Nein, wir wandeln nicht auf den Spuren von Karl May und haben auch nicht den Schatz im Silbersee gesucht. Der See selber war unser "Schatz"... Wir waren schon mal da, im Winter, als er zugefroren war und waren über die Farbe des Wassers mehr als erstaunt und beeindruckt. Heute haben wir überprüft, ob die Farbe sich auch im Sommer gehalten hat - und ich kann vermelden, ja, sie hat! Türkisdunkelgrün ein einziges Geheimnis!

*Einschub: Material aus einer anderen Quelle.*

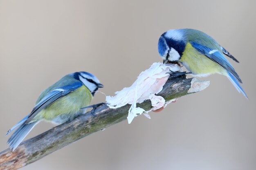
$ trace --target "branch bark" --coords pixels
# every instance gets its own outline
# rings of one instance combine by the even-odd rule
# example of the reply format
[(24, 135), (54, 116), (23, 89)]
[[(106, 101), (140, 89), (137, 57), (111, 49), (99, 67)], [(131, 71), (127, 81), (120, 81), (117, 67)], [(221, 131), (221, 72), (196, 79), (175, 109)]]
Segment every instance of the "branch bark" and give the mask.
[[(157, 94), (168, 101), (204, 90), (208, 81), (180, 77), (169, 79)], [(138, 104), (137, 107), (149, 110), (150, 100)], [(126, 119), (130, 105), (117, 109), (104, 105), (73, 121), (54, 127), (22, 142), (14, 152), (7, 149), (0, 153), (0, 170), (16, 170), (31, 163), (80, 139)]]

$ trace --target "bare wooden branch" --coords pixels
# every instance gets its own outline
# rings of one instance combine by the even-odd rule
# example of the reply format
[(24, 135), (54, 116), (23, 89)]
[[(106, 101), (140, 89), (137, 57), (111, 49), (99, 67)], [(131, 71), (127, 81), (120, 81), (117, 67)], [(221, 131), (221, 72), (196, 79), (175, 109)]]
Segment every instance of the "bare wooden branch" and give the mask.
[[(157, 95), (166, 101), (201, 91), (209, 85), (208, 81), (184, 77), (169, 79)], [(146, 100), (137, 105), (146, 110), (151, 108)], [(51, 153), (92, 133), (125, 120), (130, 105), (117, 109), (104, 105), (94, 115), (90, 112), (22, 142), (14, 152), (9, 149), (0, 153), (0, 170), (16, 170), (31, 163)]]

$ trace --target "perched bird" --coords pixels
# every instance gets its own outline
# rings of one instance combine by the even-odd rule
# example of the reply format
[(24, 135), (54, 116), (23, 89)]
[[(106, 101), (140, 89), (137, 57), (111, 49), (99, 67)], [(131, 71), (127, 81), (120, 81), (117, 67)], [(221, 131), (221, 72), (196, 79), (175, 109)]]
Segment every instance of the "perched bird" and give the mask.
[(80, 72), (68, 74), (45, 89), (31, 113), (7, 133), (18, 128), (8, 140), (10, 149), (18, 147), (30, 130), (43, 120), (60, 124), (84, 113), (98, 88), (103, 87), (94, 75)]
[(204, 77), (218, 73), (227, 77), (238, 91), (248, 99), (239, 84), (241, 79), (224, 55), (239, 62), (206, 33), (189, 29), (168, 30), (159, 38), (158, 52), (164, 63), (177, 62), (190, 72), (182, 74)]

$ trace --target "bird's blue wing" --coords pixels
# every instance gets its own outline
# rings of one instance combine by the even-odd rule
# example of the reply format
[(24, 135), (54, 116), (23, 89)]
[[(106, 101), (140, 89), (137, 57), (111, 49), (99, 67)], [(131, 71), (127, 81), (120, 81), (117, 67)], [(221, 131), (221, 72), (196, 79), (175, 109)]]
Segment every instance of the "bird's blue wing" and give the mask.
[(241, 79), (234, 68), (218, 50), (211, 49), (193, 41), (191, 41), (190, 44), (198, 51), (223, 67), (242, 83)]
[(71, 84), (63, 86), (48, 93), (36, 105), (26, 120), (28, 123), (40, 111), (49, 105), (59, 98), (72, 92), (83, 86), (83, 83), (77, 82)]

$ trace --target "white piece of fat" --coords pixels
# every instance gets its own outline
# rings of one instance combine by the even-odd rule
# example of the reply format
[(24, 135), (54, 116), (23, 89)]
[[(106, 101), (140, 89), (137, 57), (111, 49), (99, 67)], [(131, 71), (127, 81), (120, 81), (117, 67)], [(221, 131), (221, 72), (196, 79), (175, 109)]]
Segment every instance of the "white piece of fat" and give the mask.
[[(148, 114), (149, 111), (165, 107), (167, 104), (163, 97), (156, 96), (155, 94), (162, 90), (163, 86), (170, 76), (169, 74), (166, 74), (170, 72), (169, 70), (175, 72), (182, 71), (180, 67), (177, 64), (153, 63), (149, 68), (139, 74), (137, 79), (130, 87), (115, 92), (115, 96), (107, 96), (106, 101), (108, 106), (110, 108), (116, 108), (126, 104), (131, 104), (127, 117), (129, 124), (131, 123), (135, 117), (142, 113), (150, 118)], [(141, 103), (147, 99), (151, 101), (153, 107), (150, 110), (146, 111), (136, 106), (137, 103)], [(168, 103), (169, 103), (170, 101)]]

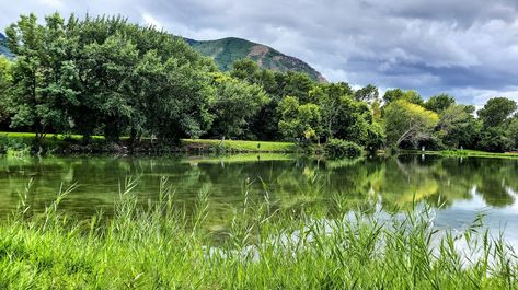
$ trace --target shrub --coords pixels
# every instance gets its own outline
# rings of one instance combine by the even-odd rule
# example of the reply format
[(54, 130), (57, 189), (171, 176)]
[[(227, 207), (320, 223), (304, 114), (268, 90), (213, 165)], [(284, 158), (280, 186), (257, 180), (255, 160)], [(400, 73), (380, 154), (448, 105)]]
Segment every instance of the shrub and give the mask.
[(364, 153), (364, 149), (359, 144), (341, 139), (329, 140), (324, 151), (330, 158), (358, 158)]

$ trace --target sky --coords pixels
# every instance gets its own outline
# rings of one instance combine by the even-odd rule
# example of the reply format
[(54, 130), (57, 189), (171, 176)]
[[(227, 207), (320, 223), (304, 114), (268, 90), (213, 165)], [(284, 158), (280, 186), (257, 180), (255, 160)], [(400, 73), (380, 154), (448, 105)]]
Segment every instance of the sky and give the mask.
[(330, 81), (381, 92), (518, 101), (518, 0), (0, 0), (20, 14), (122, 14), (194, 39), (241, 37), (298, 57)]

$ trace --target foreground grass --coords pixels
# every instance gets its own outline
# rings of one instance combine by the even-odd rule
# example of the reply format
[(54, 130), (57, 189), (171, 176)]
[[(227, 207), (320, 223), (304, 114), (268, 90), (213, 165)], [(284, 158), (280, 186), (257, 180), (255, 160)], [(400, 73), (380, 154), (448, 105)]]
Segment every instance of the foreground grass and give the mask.
[[(429, 209), (398, 217), (343, 208), (291, 212), (245, 194), (225, 239), (205, 230), (202, 192), (192, 214), (160, 199), (139, 209), (122, 189), (110, 219), (88, 222), (20, 210), (0, 227), (0, 289), (515, 289), (516, 256), (474, 224), (454, 235)], [(329, 217), (334, 218), (330, 219)], [(327, 218), (326, 218), (327, 217)], [(479, 223), (479, 221), (476, 221)], [(477, 234), (479, 233), (479, 234)]]

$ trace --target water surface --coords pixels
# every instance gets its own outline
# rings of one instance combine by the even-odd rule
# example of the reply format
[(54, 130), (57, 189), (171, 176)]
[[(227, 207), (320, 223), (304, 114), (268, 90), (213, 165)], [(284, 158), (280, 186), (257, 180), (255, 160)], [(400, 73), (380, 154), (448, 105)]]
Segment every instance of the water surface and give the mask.
[(138, 176), (139, 200), (157, 200), (160, 178), (175, 190), (175, 202), (189, 209), (202, 188), (209, 193), (210, 222), (225, 224), (249, 198), (284, 210), (378, 202), (402, 211), (414, 200), (441, 205), (436, 225), (462, 229), (481, 211), (494, 231), (518, 241), (518, 160), (402, 155), (359, 161), (325, 161), (261, 154), (230, 158), (48, 158), (0, 159), (0, 214), (5, 217), (32, 179), (27, 204), (42, 211), (65, 187), (78, 184), (61, 208), (79, 218), (110, 212), (127, 176)]

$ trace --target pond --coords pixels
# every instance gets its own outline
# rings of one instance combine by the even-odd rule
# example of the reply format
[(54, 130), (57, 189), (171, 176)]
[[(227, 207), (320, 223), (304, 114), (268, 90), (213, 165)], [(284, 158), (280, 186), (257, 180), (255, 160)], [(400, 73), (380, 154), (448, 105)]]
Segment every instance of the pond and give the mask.
[(452, 229), (469, 225), (481, 211), (485, 225), (506, 231), (518, 242), (518, 160), (400, 155), (357, 161), (311, 160), (278, 154), (227, 158), (45, 158), (0, 159), (0, 214), (19, 204), (32, 179), (27, 204), (43, 211), (64, 184), (78, 187), (60, 205), (79, 218), (99, 210), (110, 213), (125, 178), (139, 179), (134, 193), (140, 202), (157, 200), (160, 179), (166, 177), (174, 200), (193, 208), (200, 190), (208, 193), (211, 228), (226, 224), (230, 212), (242, 206), (244, 193), (252, 200), (268, 199), (280, 209), (334, 207), (339, 196), (352, 209), (378, 204), (385, 211), (403, 211), (413, 200), (440, 208), (435, 224)]

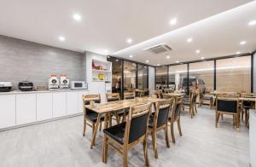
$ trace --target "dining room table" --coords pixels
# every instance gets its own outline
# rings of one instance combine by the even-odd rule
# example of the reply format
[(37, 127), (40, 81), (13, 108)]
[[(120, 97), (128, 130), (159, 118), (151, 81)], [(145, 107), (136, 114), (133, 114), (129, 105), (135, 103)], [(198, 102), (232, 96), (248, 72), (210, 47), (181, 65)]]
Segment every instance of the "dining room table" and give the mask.
[(156, 103), (161, 101), (165, 101), (164, 99), (154, 98), (154, 97), (137, 97), (135, 99), (129, 100), (122, 100), (117, 101), (111, 102), (104, 102), (104, 103), (95, 103), (93, 105), (85, 105), (85, 109), (89, 109), (94, 111), (97, 113), (97, 120), (96, 123), (95, 130), (92, 135), (92, 139), (90, 141), (90, 148), (93, 147), (96, 141), (96, 136), (97, 135), (99, 124), (101, 122), (102, 116), (104, 115), (104, 129), (108, 128), (109, 120), (111, 119), (111, 113), (130, 108), (132, 106), (142, 105), (146, 103), (151, 103), (156, 108)]

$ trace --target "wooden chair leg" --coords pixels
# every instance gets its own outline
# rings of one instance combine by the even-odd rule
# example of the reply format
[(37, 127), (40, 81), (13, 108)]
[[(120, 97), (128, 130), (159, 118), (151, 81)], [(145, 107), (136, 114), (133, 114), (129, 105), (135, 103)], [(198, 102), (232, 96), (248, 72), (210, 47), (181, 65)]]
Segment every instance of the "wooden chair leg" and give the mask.
[(182, 130), (181, 130), (181, 125), (180, 125), (180, 117), (178, 118), (177, 123), (177, 129), (178, 129), (179, 135), (180, 135), (180, 136), (183, 136), (183, 133), (182, 133)]
[(123, 148), (123, 167), (128, 167), (128, 148), (125, 146)]
[(154, 156), (155, 158), (158, 158), (157, 145), (156, 145), (156, 133), (152, 132), (151, 136), (152, 136), (152, 142), (153, 142)]
[(145, 164), (146, 166), (149, 166), (147, 136), (145, 136), (145, 139), (143, 141), (143, 153), (144, 153)]
[(85, 136), (85, 130), (86, 130), (86, 118), (84, 116), (84, 130), (83, 130), (83, 136)]
[(174, 124), (173, 124), (173, 122), (172, 122), (172, 124), (171, 124), (171, 135), (172, 135), (172, 142), (175, 143)]
[(168, 124), (166, 124), (165, 128), (166, 142), (167, 148), (170, 148), (169, 137), (168, 137)]

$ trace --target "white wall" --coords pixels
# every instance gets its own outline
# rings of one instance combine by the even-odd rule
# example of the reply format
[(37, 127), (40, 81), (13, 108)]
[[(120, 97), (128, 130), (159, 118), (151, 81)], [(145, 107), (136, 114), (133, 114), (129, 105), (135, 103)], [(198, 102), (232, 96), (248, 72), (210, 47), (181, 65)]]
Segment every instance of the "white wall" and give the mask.
[(253, 55), (253, 92), (256, 93), (256, 53)]
[(155, 71), (152, 66), (148, 66), (148, 89), (150, 89), (150, 95), (154, 90), (155, 82)]

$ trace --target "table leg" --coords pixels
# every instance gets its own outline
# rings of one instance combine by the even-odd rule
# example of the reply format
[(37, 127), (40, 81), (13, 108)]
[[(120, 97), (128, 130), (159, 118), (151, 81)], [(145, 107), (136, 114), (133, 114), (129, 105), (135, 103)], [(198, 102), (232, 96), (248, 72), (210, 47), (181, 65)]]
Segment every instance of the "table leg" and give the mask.
[(92, 135), (91, 142), (90, 142), (90, 149), (92, 148), (93, 146), (95, 146), (96, 136), (96, 134), (98, 132), (98, 127), (99, 127), (99, 124), (100, 124), (100, 121), (101, 121), (101, 114), (99, 113), (98, 118), (97, 118), (97, 121), (96, 121), (96, 124), (95, 130), (94, 130), (94, 133), (93, 133), (93, 135)]
[[(108, 112), (104, 113), (104, 129), (107, 129), (107, 128), (108, 128)], [(103, 144), (102, 144), (102, 162), (105, 164), (107, 163), (107, 158), (108, 158), (108, 144), (107, 144), (107, 142), (108, 142), (107, 135), (104, 134)]]

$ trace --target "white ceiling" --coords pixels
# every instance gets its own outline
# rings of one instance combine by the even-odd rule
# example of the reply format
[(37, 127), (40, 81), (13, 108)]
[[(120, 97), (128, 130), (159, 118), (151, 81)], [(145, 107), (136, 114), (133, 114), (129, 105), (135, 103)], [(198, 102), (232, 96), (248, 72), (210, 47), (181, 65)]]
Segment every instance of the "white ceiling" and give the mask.
[[(0, 34), (76, 51), (91, 51), (128, 58), (149, 64), (169, 64), (204, 57), (252, 51), (256, 46), (256, 28), (247, 26), (255, 20), (255, 1), (250, 0), (0, 0)], [(254, 10), (253, 10), (254, 9)], [(81, 21), (73, 19), (82, 16)], [(169, 25), (177, 19), (174, 26)], [(194, 23), (194, 24), (192, 24)], [(190, 25), (192, 24), (192, 25)], [(168, 32), (168, 33), (167, 33)], [(149, 43), (143, 42), (160, 36)], [(253, 36), (253, 34), (254, 36)], [(58, 37), (64, 36), (65, 42)], [(192, 37), (193, 43), (185, 43)], [(133, 43), (128, 44), (127, 38)], [(239, 46), (241, 40), (248, 43)], [(173, 51), (171, 59), (142, 50), (145, 46), (166, 42)], [(143, 43), (141, 43), (143, 42)], [(137, 44), (138, 43), (138, 44)], [(131, 45), (134, 45), (131, 47)], [(253, 48), (254, 47), (254, 48)], [(146, 47), (147, 48), (147, 47)], [(201, 54), (195, 55), (200, 49)]]

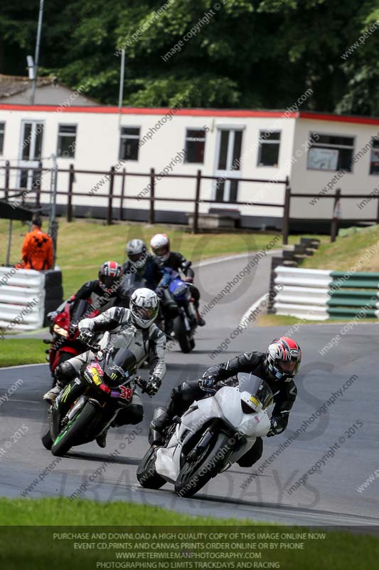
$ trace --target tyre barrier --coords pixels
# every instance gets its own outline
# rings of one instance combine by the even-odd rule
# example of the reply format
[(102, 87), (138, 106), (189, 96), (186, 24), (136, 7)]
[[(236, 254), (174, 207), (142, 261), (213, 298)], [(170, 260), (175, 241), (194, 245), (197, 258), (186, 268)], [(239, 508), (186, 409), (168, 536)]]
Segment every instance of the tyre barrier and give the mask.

Man hat auf der Stelle Wassermänner, Nixen und Seeungeheuer vor Augen, wenn man am Ufer steht. Irgendwie würde einen gar nichts, aber gar nichts überraschen, was aus dem Wasser stiege. Drin ist definitiv was, wir haben immer wieder unergründliche Wasserbewegungen gesehen, Wasserringe, die plötzlich entstanden .... hmmmm ... genau das Richtige für uns.

Die profane Erklärung für die Farbe ist recht ernüchternd. Der märchenhafte See ist eine ausgebeutete, mit Wasser gefüllte Kreidegrube. Hm. Aber eigentlich bedeutet das ja nicht, dass es jetzt da unten Wassermänner, Nixen und Seeungeheuer geben könnte... oder????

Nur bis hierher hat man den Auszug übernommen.